In light of the financial crisis, many people are calling for greater regulation of the market. A few years ago, many called for freeing the market from excessive regulation. The common thread underlying both sentiments is that there is there is a spectrum along which market regulation can be located, from free at one end to excessively regulated at the other. These assumptions are ubiquitous, but not quite universal.
On May 21, Professor Bernard Harcourt gave a talk in the Chicago's Best Ideas lecture series entitled "Neoliberal Penality: A Genealogy of Excess" (about which he has a paper in progress). Harcourt took on the concepts of "free market" and "excessive regulation" by highlighting two snapshots in time: grain laws in France in 1739, commonly considered to epitomize excessive regulation; and the Chicago Board of Trade in 1996, representing the free market.
Paris in 1739 had extensive laws regulating the sale of bread. Loaves under a certain weight could not be sold; bread could not be sold before a certain hour, which depended on the season; people could not buy grain for resale; people could not utter speech that tended to cause the price of bread to increase. A book collecting grain regulations did not contain a separate entry for "markets"; rather, it contained a cross-reference: "Markets. See Police." The wheat pits of the Chicago Board of Trade in 1996 bore some surprising similarities. Extensive regulations cover after-hours trading that occurs in certain circumstances; the regulations establish who may participate, the length of time (two minutes), maximum increments above and below the settlement price, and types of orders (e.g., no new orders). Despite these similarities, Paris in 1739 is considered the height of excessive government intervention in the economy, and Chicago in 1996 is considered a prime example of the free market at work.
How did it come about that we would perceive one market as excessively regulated and the other as free?
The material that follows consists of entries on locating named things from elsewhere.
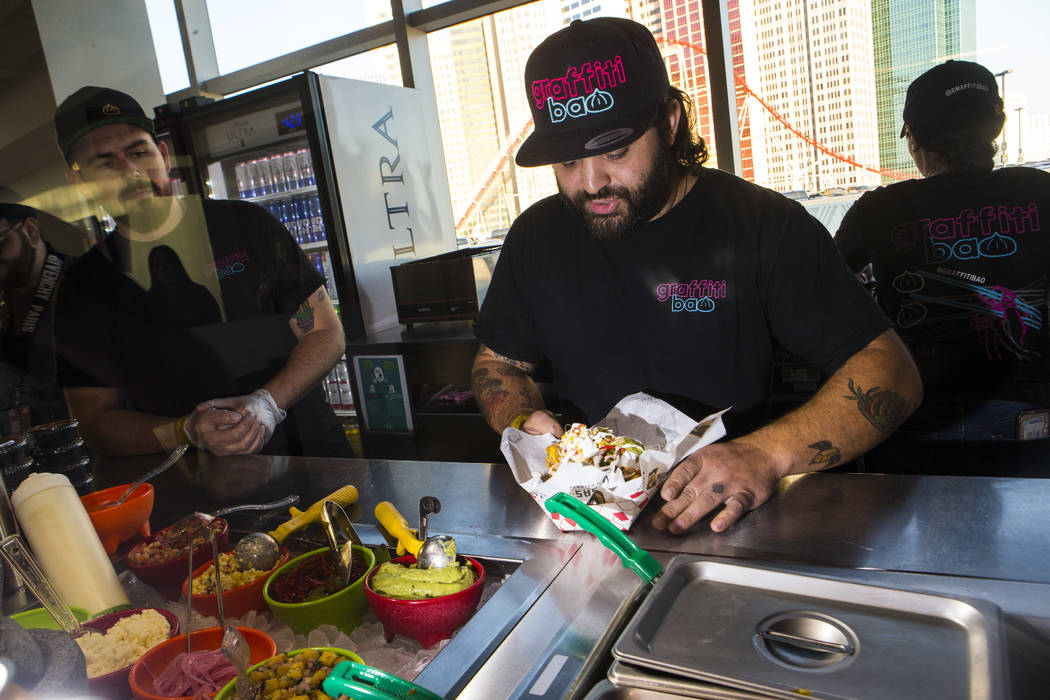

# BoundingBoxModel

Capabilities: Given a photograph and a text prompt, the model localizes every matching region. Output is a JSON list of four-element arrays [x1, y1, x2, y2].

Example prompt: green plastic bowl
[[213, 646, 364, 700], [11, 606, 91, 630], [263, 545, 376, 634]]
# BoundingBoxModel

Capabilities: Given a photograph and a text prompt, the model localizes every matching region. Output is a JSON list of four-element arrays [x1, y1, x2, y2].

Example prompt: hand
[[522, 409, 563, 438], [194, 389, 288, 454], [652, 441, 780, 534]]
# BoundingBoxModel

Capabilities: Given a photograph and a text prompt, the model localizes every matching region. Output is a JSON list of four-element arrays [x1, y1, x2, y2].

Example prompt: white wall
[[33, 0, 166, 110]]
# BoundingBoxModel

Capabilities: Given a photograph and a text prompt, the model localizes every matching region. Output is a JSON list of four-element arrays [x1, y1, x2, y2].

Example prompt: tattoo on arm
[[842, 378, 908, 432], [480, 347, 536, 375], [295, 292, 315, 333], [810, 440, 842, 469], [470, 367, 509, 416]]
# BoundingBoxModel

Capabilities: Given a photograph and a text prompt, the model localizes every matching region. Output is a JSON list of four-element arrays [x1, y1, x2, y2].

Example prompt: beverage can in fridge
[[266, 155, 288, 192], [248, 158, 273, 197], [280, 151, 302, 190], [233, 162, 255, 199], [295, 148, 317, 187]]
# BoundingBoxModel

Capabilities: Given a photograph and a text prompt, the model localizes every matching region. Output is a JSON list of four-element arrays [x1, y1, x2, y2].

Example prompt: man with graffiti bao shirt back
[[473, 18, 922, 533], [835, 61, 1050, 476]]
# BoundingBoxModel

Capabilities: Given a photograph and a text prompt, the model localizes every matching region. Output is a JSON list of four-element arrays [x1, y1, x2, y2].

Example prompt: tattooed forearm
[[842, 378, 910, 432], [810, 440, 842, 469], [470, 367, 510, 417]]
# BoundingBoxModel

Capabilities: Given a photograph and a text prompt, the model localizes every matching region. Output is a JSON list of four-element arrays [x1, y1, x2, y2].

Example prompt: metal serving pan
[[612, 555, 1008, 700], [545, 493, 1009, 700]]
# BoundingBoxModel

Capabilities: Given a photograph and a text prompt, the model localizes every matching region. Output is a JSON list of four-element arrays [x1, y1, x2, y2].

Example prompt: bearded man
[[473, 18, 922, 533], [55, 86, 353, 457]]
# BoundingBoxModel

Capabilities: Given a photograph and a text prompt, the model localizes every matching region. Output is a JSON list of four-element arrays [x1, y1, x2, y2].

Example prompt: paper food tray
[[500, 393, 729, 532]]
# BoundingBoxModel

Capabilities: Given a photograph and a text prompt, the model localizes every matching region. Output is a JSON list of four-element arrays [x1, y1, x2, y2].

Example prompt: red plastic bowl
[[82, 608, 179, 700], [80, 484, 153, 554], [125, 517, 230, 600], [183, 547, 292, 617], [124, 628, 277, 700], [364, 554, 485, 649]]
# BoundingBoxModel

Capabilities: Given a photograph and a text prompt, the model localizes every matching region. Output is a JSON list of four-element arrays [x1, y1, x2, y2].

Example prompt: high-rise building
[[751, 0, 879, 192], [872, 0, 977, 183]]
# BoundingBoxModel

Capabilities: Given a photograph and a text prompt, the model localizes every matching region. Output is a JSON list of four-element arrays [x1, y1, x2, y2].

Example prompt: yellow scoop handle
[[376, 501, 423, 556], [270, 484, 357, 545]]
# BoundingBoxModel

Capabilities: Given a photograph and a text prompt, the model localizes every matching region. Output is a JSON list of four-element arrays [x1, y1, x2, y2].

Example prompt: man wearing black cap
[[0, 194, 71, 433], [836, 61, 1050, 476], [474, 18, 921, 532], [55, 86, 353, 457]]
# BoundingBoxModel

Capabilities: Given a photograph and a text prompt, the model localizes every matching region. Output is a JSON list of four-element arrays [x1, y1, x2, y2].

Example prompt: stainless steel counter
[[47, 454, 1050, 700]]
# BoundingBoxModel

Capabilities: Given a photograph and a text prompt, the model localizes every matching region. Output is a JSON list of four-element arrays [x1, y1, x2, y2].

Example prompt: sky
[[977, 0, 1050, 114]]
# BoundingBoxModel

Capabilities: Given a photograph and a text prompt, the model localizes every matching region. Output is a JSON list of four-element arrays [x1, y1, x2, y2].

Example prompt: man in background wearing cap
[[0, 194, 72, 433], [55, 86, 353, 457], [474, 18, 921, 532], [835, 61, 1050, 476]]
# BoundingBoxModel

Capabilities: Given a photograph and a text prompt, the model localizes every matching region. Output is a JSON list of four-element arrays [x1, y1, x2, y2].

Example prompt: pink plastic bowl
[[364, 554, 485, 649], [125, 517, 230, 600], [82, 608, 179, 700]]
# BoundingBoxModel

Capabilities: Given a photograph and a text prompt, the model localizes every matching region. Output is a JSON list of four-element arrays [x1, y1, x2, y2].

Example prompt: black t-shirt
[[56, 199, 350, 457], [836, 168, 1050, 406], [476, 169, 889, 431]]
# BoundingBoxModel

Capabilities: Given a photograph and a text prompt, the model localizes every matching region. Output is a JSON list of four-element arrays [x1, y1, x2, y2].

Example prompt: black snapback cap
[[901, 61, 1003, 139], [515, 17, 671, 167], [55, 85, 155, 164]]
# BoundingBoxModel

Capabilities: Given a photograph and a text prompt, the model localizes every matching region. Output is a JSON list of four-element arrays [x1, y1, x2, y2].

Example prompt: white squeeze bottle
[[11, 473, 130, 616]]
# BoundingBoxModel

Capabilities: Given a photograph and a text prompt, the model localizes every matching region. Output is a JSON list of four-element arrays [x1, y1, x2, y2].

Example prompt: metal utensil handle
[[208, 528, 226, 628], [0, 534, 81, 634], [212, 493, 299, 517], [756, 630, 856, 656], [114, 443, 190, 505]]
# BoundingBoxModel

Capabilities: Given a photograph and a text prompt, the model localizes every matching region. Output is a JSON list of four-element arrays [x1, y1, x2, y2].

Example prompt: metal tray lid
[[612, 555, 1008, 700]]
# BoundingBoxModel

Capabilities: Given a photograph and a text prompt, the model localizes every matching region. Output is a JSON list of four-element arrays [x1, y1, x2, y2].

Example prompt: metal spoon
[[159, 493, 299, 547], [233, 484, 357, 571], [416, 495, 456, 569], [93, 443, 189, 510], [218, 625, 253, 698], [321, 501, 361, 586]]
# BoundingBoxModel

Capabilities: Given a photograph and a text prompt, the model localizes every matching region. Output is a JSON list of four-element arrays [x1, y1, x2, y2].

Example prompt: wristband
[[510, 413, 532, 430], [175, 416, 193, 445]]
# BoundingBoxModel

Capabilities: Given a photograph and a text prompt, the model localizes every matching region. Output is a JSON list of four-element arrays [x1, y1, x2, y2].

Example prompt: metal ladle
[[321, 501, 362, 587], [233, 484, 357, 571], [416, 495, 456, 569], [92, 443, 189, 510]]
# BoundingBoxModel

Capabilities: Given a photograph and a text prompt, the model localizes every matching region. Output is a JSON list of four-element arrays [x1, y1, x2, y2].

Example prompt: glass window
[[146, 0, 190, 94], [208, 0, 391, 75]]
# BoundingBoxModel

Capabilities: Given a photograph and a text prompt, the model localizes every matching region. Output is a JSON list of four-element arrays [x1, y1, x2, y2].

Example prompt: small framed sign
[[354, 355, 415, 432]]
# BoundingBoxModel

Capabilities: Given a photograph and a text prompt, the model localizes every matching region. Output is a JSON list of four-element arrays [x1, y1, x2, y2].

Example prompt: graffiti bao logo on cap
[[530, 56, 627, 124]]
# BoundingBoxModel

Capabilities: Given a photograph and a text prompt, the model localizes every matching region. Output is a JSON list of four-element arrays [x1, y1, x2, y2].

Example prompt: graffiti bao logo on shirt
[[656, 279, 726, 314], [205, 251, 248, 279], [530, 56, 627, 124], [890, 203, 1040, 263]]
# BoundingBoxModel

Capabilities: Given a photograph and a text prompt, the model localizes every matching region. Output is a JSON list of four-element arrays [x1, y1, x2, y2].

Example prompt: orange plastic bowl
[[82, 608, 179, 700], [80, 484, 153, 554], [364, 554, 485, 649], [124, 628, 277, 700], [125, 517, 230, 600], [183, 547, 292, 617]]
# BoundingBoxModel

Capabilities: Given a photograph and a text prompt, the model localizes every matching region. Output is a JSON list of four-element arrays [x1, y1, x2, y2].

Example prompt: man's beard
[[558, 140, 675, 240], [0, 230, 37, 291], [117, 178, 172, 232]]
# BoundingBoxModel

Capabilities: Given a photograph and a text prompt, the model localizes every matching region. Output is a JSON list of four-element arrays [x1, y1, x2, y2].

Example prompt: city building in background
[[870, 0, 974, 182]]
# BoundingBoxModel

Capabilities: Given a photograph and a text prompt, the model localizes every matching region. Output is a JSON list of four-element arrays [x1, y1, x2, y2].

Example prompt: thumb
[[659, 454, 704, 501]]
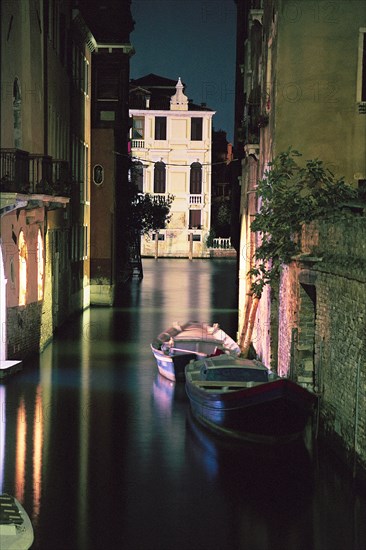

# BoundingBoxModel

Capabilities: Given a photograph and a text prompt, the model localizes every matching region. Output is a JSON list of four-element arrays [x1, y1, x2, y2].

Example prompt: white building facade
[[130, 78, 215, 257]]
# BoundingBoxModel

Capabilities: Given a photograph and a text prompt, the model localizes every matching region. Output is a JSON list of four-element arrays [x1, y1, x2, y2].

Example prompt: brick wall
[[278, 213, 366, 480]]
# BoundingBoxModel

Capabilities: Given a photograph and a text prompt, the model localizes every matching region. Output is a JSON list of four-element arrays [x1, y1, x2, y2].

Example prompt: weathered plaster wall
[[278, 214, 366, 471]]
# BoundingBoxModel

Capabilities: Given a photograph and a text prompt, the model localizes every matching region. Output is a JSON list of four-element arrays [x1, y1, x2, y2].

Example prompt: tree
[[241, 147, 357, 355], [124, 162, 174, 237]]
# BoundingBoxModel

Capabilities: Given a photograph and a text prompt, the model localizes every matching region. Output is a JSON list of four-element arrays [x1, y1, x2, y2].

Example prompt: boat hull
[[186, 358, 316, 444], [151, 322, 240, 382], [0, 493, 34, 550]]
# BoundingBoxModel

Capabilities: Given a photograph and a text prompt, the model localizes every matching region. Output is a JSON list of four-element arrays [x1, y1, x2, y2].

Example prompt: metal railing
[[189, 195, 202, 204], [211, 237, 232, 249], [0, 149, 71, 196], [132, 139, 145, 149]]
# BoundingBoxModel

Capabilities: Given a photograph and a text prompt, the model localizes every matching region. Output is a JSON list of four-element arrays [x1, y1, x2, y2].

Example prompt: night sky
[[130, 0, 236, 141]]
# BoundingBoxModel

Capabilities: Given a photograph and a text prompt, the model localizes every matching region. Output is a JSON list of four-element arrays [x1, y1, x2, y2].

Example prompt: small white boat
[[151, 322, 240, 381], [0, 493, 34, 550]]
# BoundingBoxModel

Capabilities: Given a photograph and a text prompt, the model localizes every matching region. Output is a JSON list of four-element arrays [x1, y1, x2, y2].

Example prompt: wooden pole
[[239, 296, 259, 357], [155, 231, 159, 260]]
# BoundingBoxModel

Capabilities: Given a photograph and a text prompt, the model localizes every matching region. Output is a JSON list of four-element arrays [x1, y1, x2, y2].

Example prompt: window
[[191, 117, 203, 141], [130, 161, 144, 193], [357, 27, 366, 105], [154, 162, 166, 193], [155, 116, 166, 139], [132, 117, 144, 139], [189, 210, 201, 229], [189, 162, 202, 195]]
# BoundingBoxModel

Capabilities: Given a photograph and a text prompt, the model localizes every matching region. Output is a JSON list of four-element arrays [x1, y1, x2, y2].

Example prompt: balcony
[[0, 149, 71, 196], [131, 139, 145, 149], [189, 195, 202, 206]]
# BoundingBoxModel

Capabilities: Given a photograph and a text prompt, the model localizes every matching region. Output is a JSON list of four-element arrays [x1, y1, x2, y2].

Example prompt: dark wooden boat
[[185, 355, 316, 444], [151, 322, 240, 381], [0, 493, 34, 550]]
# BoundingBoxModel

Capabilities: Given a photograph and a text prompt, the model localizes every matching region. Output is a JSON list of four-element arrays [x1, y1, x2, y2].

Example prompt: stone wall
[[278, 213, 366, 480]]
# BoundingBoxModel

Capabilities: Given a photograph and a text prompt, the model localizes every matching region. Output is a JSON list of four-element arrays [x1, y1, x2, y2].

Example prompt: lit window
[[189, 210, 201, 229], [154, 162, 166, 193], [189, 162, 202, 195], [130, 161, 144, 193], [191, 117, 203, 141], [132, 117, 144, 139], [18, 231, 28, 306], [155, 116, 166, 140]]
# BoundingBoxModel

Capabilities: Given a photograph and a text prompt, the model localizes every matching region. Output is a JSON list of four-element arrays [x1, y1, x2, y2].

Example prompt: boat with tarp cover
[[185, 355, 317, 444], [151, 321, 240, 381]]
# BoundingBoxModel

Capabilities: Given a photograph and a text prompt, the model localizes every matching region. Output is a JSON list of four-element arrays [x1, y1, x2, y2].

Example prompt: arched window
[[189, 162, 202, 195], [18, 231, 28, 306], [37, 229, 44, 300], [131, 161, 144, 193], [154, 161, 166, 193]]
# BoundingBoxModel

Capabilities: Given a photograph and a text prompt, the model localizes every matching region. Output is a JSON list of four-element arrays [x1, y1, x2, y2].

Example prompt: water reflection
[[0, 260, 366, 550]]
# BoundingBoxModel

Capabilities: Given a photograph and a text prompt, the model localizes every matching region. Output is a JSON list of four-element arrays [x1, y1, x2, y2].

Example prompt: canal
[[0, 259, 366, 550]]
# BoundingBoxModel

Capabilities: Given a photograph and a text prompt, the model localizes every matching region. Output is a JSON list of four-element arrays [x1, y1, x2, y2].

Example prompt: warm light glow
[[15, 398, 27, 502], [33, 386, 43, 519], [0, 384, 6, 493], [18, 231, 28, 306], [37, 229, 44, 300]]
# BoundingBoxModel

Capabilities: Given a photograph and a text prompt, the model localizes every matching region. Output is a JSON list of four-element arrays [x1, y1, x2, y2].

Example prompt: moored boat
[[0, 493, 34, 550], [151, 322, 240, 381], [185, 356, 317, 444]]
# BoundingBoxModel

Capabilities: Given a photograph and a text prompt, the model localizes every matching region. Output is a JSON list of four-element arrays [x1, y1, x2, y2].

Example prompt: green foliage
[[211, 199, 231, 237], [126, 185, 174, 235], [249, 148, 356, 297]]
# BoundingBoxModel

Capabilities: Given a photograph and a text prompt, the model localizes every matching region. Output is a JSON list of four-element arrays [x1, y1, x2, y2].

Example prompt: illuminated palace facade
[[129, 74, 215, 257]]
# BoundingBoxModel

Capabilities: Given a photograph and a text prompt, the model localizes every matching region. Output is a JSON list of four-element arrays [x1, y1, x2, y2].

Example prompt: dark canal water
[[0, 260, 366, 550]]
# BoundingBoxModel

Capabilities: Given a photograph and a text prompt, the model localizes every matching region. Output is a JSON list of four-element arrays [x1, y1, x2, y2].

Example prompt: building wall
[[278, 215, 366, 476], [274, 0, 366, 186], [0, 0, 44, 152], [0, 0, 92, 359], [239, 0, 366, 478], [130, 109, 214, 257]]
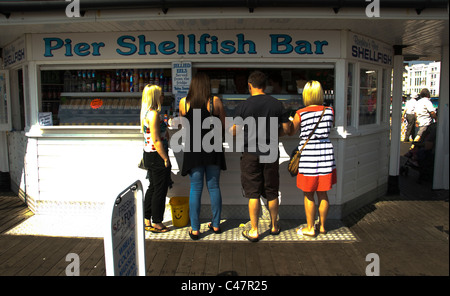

Harcourt traces the answer to the emergence of the concept of "natural order" in the eighteenth century and its gradual evolution into the idea of "market efficiency." Prior to the late eighteenth century, the realm of the market and the realm of policing were coextensive. Adam Smith, for example, gave a series of lectures on jurisprudence in Glasgow in 1762, where he stated, "Whatever regulations are made with respect to the trade, commerce, agriculture, manufactures of the country are considered as belonging to the police." The concept of "police" had a broader scope at that point in time and covered economic exchange; everything we would now consider police work was included, but so were many areas we would consider administration. A good example is Cesare Beccaria who, in On Crimes and Punishments, applied the lessons from commerce to the penal rules, which he saw as arbitrary and brutal, as opposed the rational workings of commerce.
The innovation came through the thought of François Quesnay, as well as other Physiocrat thinkers, envisioned the economy as an autonomous system, a "natural order," consisting of agricultural, landowning, and manufacturing that all reinforced each other. He saw positive laws handed down by legislatures as interfering with the functioning of natural laws, thus severing government action from the market. In 1776, Adam Smith published Wealth of Nations; unlike the lectures, this treatise almost completely failed to mention police. Thinking about markets had been completely transformed over a period of fourteen years.
Harcourt stressed two negative outcomes from this conceptual separation of the markets from the penal sphere. First, the domain of the penal laws expands. The modern view sees the market as a zone where government actions are improper and distorting, and the police power encircles this free zone and channels deviants who break the law back into the market. Penal law thus tends to expand in the "non-market" zone as the only place where government intervention is legitimate. Second, this mode of reasoning naturalizes market outcomes. The market produces natural efficiency and serves as its own justification because the result comes from free actions by individuals. By contrast, when we realize that the debate is simply among different distributional outcomes, the question is no longer about freedom, which is meaningless because every market is thoroughly regulated; instead, the question is about which distributional outcome we desire.
Even if one accepts the argument that “every market is thoroughly regulated” (which, of course, the 1996 Chicago Board of Trade example doesn’t prove), freedom does not become “meaningless.” Among thoroughly regulated markets, regulation certainly isn’t uniform. Some heavily regulated markets provide greater freedom than others. And the desire for freedom may give society a meaningful way to choose among stringent regulations.